Dir: Olivier Assayas. France. 2000. 180 mins.

Prod Co: Arena Films. Int'l Sales: Pathe International. Prod: Bruno Pesery. Scr: Olivier Assayas, Jacques Fieschi based on the novel by Jacques Chardon. DoP: Eric Gautier. Prod des: Katia Wyszkop. Ed: Luc Barnier. Mus: Guillaume Lekeu. Main cast: Emmanuelle Beart, Charles Berling, Isabelle Huppert, Olivier Perrier, Julie Depardieu.

An exquisitely wrought literary adaptation, Les Destinees Sentimentales brings a tender regard and a painterly sensibility to evoking the bittersweet substance of a man's life. An ambitious undertaking for director Olivier Essayas, its commercial fate may hinge on the acceptance of its daunting running time and melancholy air. Domestically, the quality of the cast and prestige of the production should be rewarded with substantial returns. Internationally, those factors should also endear it to the very same audience that embraced last year's marathon Proust adaptation Le Temps Perdu.

Beginning in 1900 and passing through more than thirty years in the life of Charles Berling's Jean Barnery, the film is divided into three chapter headings - The Wife Of Jean Barnery, Pauline and The Ivory Service. First seen as a parish priest married to the stern Nathalie (Huppert), Barnery will abandon his faith, his wife and his vocation. A second marriage to Pauline (Beart) brings a blissful idyll in the Swiss mountains living a life of quiet devotion to each other and later their son Max. Unable to accept the happiness that has come to him, a restless Barnery eventually rebels against his contentment, switching his energies to the development of the family porcelain business in Limoges. War, economic adversity and the burden of personal regrets mark the passage of the years as the duo remain together yet slowly drift apart. As circumstances change once more, Jean faces the prospect of his own mortality comforted by the fact that he has known such love in his life.

Stately rather than stuffy, the film is never less than beautiful and filled with images that could easily be frozen and framed. The attention to detail lends it an extraordinary richness.

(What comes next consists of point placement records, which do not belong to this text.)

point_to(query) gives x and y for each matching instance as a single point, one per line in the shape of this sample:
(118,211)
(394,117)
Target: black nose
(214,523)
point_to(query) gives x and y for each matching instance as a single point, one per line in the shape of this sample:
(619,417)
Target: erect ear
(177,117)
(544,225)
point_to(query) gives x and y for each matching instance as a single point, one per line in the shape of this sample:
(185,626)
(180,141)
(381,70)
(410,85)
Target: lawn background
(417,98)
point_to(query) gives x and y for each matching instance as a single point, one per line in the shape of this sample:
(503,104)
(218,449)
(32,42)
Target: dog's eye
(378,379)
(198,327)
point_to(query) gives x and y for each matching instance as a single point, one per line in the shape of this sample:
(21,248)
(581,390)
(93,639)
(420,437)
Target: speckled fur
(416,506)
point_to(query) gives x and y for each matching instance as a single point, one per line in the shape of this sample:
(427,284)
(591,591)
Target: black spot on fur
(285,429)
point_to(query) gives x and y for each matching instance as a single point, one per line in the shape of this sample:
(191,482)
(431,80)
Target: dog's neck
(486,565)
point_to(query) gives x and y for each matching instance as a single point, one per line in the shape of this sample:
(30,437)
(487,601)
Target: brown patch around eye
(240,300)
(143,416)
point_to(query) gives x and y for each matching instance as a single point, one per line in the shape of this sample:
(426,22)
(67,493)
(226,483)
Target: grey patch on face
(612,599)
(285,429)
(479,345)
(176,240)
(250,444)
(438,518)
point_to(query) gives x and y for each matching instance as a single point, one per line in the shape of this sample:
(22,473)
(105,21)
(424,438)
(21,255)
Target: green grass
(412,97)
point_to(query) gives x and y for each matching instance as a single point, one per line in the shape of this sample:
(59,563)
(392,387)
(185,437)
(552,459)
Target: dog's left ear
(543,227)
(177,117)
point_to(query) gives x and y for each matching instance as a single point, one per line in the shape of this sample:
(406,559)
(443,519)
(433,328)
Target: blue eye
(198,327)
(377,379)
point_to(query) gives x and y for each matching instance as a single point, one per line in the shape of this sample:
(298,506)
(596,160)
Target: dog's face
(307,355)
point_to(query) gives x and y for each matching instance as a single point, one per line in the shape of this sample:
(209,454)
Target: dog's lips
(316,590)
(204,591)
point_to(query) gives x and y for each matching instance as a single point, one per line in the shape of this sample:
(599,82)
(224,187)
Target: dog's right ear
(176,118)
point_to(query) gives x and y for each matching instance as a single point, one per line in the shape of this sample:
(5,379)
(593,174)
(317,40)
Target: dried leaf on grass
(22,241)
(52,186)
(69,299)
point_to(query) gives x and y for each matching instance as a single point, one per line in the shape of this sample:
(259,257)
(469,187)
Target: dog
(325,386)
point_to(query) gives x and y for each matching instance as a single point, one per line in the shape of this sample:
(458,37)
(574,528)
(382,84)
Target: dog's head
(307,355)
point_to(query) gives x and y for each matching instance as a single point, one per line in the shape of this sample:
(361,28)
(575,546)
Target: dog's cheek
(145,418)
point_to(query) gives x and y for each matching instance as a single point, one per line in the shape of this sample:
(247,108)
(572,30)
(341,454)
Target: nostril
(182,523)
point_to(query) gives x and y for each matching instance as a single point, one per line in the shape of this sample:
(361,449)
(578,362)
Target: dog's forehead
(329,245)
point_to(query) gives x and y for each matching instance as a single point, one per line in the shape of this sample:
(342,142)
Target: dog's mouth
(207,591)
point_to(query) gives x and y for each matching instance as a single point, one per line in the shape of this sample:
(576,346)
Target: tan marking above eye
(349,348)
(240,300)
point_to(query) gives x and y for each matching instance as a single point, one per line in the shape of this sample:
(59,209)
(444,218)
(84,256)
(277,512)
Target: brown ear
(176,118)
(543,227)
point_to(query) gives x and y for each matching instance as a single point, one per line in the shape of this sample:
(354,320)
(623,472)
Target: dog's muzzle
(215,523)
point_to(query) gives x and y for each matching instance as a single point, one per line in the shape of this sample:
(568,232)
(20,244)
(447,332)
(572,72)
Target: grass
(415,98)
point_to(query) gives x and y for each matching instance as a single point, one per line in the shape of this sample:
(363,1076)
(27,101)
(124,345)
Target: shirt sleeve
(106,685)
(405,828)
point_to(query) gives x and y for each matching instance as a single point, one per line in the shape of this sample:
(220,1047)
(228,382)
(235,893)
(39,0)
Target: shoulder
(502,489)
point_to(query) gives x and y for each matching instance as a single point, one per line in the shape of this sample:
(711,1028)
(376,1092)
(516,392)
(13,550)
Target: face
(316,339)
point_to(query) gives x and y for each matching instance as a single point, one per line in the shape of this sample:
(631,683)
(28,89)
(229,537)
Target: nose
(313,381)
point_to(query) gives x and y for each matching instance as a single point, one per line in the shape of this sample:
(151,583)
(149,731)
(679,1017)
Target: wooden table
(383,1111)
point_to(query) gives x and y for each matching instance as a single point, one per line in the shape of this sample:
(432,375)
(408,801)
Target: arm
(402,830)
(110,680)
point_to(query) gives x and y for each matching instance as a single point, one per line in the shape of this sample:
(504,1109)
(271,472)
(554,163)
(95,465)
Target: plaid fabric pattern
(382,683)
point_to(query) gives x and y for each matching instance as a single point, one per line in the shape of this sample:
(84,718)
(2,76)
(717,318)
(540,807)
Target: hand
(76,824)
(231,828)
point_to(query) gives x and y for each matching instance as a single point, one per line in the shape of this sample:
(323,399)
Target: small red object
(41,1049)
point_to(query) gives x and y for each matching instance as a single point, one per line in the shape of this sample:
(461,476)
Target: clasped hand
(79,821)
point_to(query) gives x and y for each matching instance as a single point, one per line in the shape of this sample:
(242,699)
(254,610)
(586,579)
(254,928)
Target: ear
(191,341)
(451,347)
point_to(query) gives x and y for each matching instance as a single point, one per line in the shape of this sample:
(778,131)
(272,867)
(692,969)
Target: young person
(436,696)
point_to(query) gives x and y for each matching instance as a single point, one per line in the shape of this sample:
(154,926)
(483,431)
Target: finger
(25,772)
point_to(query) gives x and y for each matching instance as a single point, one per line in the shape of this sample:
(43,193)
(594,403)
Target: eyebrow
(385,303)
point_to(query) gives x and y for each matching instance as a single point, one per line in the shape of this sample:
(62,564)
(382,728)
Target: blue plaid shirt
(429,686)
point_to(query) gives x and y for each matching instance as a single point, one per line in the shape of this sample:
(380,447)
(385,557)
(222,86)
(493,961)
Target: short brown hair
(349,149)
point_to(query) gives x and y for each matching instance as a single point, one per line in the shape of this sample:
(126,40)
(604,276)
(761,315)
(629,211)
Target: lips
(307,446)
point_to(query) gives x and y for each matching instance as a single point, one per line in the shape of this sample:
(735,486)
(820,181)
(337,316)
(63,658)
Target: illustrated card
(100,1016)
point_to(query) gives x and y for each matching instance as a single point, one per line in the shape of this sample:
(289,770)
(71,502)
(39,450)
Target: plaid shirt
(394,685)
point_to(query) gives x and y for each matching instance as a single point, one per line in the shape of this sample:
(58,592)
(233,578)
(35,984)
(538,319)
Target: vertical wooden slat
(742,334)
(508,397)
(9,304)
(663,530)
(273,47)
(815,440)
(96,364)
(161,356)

Every tiny aspect of design and glazing involved in the manufacture of the porcelain or the loving care that goes into the production of cognac combines to crystallise the values and pace of a different age.

Although Huppert is relegated to the sidelines for much of the time, both Berling and Beart are more than a match for the emotional complexities of their roles. Their characters belong to an age and a class in which feelings are rarely articulated and appearances can count for everything. A spirited Beart convinces us that Pauline has the inner steel to disregard such conventions but also the resolve to stand by the man fate has chosen as her soulmate. Berling also has the ability to convey his inner turmoil through a look, a gesture or the flickers of pain that sting at his expressive eyes.

Given the calibre of their performances and the beauty of the images, it seems a fair assumption that most arthouse audiences will have the patience for such a precisely crafted and genteel epic. Never mind the width, feel the quality.